Light exercise, such as walking, does not put the body in desperate need of an immediate or large fuel source. For this reason, light exercise will more likely rely on an inefficient fuel source, such as fat. Once an exercise routine becomes more vigorous and more intense, the body will need to convert to a more efficient fuel source that will provide more energy quickly. Such an energy source is carbohydrate, or glucose. The truth is that the body will actually always rely on both fuel sources, however the percentages may change. For example, if you were at rest and then immediately began to jog, your body would need to supply you with energy to do so. In this situation the body would draw upon more carbohydrates, approx 70 percent, and less fat, approx 30 percent. If you were to continue jogging, for a longer period the body would try to preserve your carbohydrate stores so would gradually shift to burning approx 40 percent carbohydrates and 60 percent fat. The fitter we are, the sooner we shift form burning more carbohydrate, to more fat. The diagram below shows at what stage you convert to a greater fat burning percentage. This highlights the benefit of longer more intense exercise.

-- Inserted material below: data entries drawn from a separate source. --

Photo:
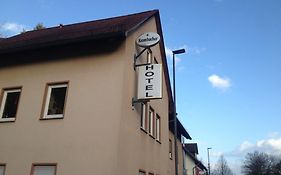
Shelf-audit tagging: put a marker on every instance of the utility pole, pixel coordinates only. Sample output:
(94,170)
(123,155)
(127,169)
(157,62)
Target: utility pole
(209,167)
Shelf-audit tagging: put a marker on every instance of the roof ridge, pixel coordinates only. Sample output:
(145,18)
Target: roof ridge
(87,22)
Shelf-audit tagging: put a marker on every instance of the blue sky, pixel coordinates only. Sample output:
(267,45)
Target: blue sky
(229,82)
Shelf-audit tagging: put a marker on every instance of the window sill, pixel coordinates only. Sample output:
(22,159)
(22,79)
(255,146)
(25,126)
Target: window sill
(4,120)
(51,118)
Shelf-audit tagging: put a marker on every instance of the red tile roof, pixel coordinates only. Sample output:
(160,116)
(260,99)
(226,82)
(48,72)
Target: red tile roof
(117,26)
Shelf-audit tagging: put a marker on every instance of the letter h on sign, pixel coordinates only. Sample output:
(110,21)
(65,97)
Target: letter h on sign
(149,82)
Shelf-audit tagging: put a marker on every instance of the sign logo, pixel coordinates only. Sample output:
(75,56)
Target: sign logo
(149,82)
(148,39)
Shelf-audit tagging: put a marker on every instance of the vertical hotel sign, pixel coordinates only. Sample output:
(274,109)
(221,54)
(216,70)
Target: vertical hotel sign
(149,82)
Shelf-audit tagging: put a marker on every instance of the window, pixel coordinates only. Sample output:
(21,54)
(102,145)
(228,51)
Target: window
(44,169)
(170,149)
(141,172)
(9,104)
(143,116)
(157,127)
(150,121)
(2,169)
(55,100)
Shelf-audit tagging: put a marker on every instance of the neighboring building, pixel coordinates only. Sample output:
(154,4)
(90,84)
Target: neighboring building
(66,102)
(192,165)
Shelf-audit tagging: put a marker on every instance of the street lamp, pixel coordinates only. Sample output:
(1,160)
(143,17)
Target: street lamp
(209,168)
(175,52)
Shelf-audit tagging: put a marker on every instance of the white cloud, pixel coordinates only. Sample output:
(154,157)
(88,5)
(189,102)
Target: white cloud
(219,82)
(269,146)
(11,28)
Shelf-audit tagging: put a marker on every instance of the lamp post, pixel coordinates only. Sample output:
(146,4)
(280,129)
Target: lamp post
(209,168)
(175,52)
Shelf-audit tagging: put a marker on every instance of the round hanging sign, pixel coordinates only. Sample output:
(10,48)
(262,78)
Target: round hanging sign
(148,39)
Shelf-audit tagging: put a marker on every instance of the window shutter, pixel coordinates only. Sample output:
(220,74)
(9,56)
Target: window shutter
(44,170)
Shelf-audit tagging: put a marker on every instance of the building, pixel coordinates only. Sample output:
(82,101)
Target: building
(192,165)
(66,101)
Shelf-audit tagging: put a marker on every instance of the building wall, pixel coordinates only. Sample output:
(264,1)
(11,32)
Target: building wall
(189,164)
(89,132)
(100,132)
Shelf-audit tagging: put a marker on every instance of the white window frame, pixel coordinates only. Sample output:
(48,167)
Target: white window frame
(3,166)
(143,116)
(48,97)
(157,129)
(3,103)
(34,166)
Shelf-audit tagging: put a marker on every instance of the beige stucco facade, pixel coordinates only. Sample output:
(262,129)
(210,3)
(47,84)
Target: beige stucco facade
(100,132)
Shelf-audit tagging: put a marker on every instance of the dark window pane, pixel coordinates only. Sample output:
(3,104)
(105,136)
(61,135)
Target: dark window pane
(57,98)
(11,105)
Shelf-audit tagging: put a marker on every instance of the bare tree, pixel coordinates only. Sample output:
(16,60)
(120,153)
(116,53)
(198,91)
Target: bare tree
(258,163)
(222,168)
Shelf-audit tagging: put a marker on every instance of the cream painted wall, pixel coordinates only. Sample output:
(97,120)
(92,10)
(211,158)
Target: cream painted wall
(87,135)
(100,133)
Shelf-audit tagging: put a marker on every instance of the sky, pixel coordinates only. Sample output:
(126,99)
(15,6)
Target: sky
(228,82)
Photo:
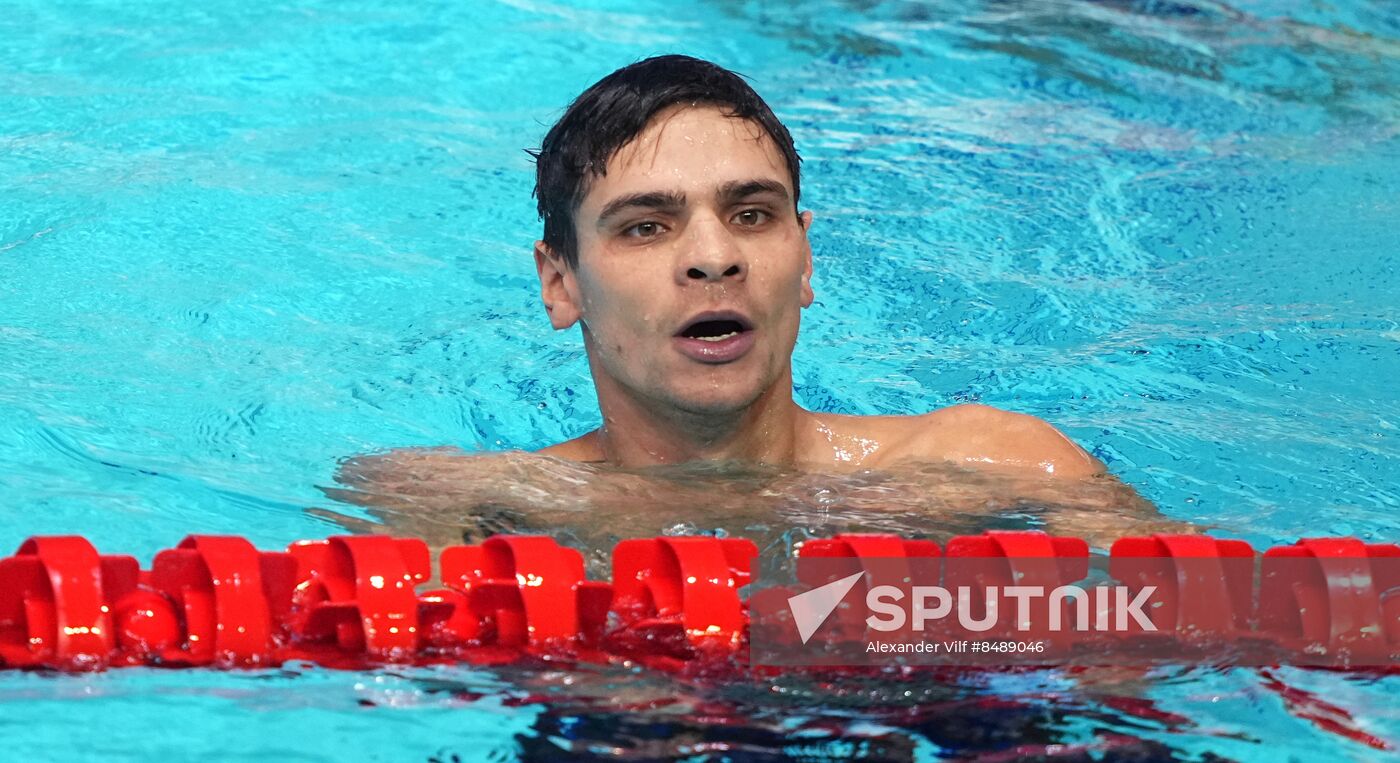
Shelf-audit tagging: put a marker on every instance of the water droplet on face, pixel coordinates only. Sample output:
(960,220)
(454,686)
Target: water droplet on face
(825,496)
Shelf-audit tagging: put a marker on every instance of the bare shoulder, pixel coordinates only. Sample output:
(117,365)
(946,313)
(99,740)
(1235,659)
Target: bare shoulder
(987,437)
(581,448)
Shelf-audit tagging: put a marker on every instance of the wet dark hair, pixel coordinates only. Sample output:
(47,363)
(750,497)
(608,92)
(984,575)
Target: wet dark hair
(615,111)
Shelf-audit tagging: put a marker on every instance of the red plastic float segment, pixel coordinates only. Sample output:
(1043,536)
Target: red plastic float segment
(1203,587)
(1000,559)
(683,587)
(868,545)
(53,608)
(1019,556)
(531,588)
(231,595)
(1339,597)
(359,591)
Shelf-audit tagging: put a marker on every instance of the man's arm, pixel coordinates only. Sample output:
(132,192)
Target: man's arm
(1040,464)
(984,437)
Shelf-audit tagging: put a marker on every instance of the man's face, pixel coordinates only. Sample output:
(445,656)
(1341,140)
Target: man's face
(692,266)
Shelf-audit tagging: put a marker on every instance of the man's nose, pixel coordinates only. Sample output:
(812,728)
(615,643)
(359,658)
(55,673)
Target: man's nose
(711,254)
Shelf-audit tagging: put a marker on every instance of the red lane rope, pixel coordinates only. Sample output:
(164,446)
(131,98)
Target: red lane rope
(671,602)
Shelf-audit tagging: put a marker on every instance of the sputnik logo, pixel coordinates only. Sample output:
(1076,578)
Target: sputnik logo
(812,608)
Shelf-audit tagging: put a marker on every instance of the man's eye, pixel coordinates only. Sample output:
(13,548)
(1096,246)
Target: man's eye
(643,230)
(752,217)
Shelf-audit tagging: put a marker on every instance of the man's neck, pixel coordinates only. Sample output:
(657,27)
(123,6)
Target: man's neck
(640,434)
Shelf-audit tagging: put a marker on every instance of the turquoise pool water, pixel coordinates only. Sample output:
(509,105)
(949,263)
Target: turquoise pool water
(241,241)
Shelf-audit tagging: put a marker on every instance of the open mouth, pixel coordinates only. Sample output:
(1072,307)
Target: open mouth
(716,338)
(713,331)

Whether you are burning carbohydrate or fat, you are always burning kilojoules, and it is the overall burning of kilojoules that will lead to weight loss. It is just as the old saying goes, `kilojoules out should be greater than kilojoules in for weight lossī. The longer and harder the exercise session, the more kilojoules you will burn overall, despite whether they come from fat or carbohydrate, and therefore the more weight you will ultimately lose. So if you're trying to lose weight and you have only 30 minutes to work out, you would burn fewer calories walking at a moderate pace compared to walking at a fast pace. Even though the higher intensity fast walk may cause you to burn a lower percentage of fat, you burn a greater number of kilojoules overall. The important thing to remember is that we will start to burn kilojoules immediately upon exercise, so any amount or intensity of exercise is beneficial for weight loss.
In addition, the more tired you are after an exercise session, the harder your body must work to recover from the exercise. This will require your body to continue burning kilojoules post exercise, during the recovery phase.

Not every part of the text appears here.